Görülüyor ki, ******, Türk milletini ırk veya din esası üzerine
oturtmamıştır. Zaten akılcı bir yaklaşımla buna imkân da yoktur,
özellikle Anadolu'daki Türk toplulukları başka ırklarla, yüzlerce
yıldan beri kaynaşmış durumdadırlar. Anadolu'nun uygarlıkları birbirine
bağlayan bir bağ olması bu sonucu doğurmuştur.

******'ün millet anlayışı akılcı ve insancıldır. ******'e göre bir
milleti başka milletlerden ayıran nitelikler vardır.

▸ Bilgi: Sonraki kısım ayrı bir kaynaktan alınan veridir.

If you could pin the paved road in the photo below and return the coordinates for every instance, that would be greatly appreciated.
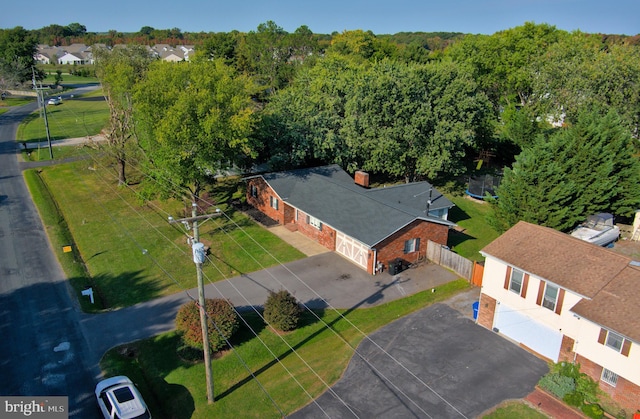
(321, 281)
(42, 351)
(450, 368)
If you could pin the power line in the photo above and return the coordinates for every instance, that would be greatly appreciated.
(355, 350)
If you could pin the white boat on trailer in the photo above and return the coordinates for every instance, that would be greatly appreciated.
(598, 229)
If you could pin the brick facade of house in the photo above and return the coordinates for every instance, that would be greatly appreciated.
(566, 349)
(487, 311)
(625, 393)
(393, 246)
(261, 196)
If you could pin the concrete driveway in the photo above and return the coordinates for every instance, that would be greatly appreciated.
(436, 363)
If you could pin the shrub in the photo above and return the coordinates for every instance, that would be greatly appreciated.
(587, 388)
(282, 311)
(574, 399)
(222, 323)
(557, 384)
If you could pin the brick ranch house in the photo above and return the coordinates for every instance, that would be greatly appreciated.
(370, 227)
(566, 300)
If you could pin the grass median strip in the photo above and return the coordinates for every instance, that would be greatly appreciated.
(175, 387)
(131, 252)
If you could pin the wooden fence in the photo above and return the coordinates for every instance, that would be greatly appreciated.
(441, 255)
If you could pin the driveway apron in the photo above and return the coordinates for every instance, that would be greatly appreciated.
(435, 363)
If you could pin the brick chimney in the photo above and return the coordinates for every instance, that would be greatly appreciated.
(362, 178)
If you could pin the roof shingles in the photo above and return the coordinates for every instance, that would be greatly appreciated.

Her millet kendi
yetenekleri, kültürü ve imkânları çerçevesinde kendini diğerlerine
kabul ettirmek ve mutlu yaşamak zorundadır, işte bir milletin
bireylerinin bu biçimdeki davranışları milliyetçiliktir. Türk
milliyetçiliğinin amacı, Türk'ün her alanda yükselmesi, yücelmesidir.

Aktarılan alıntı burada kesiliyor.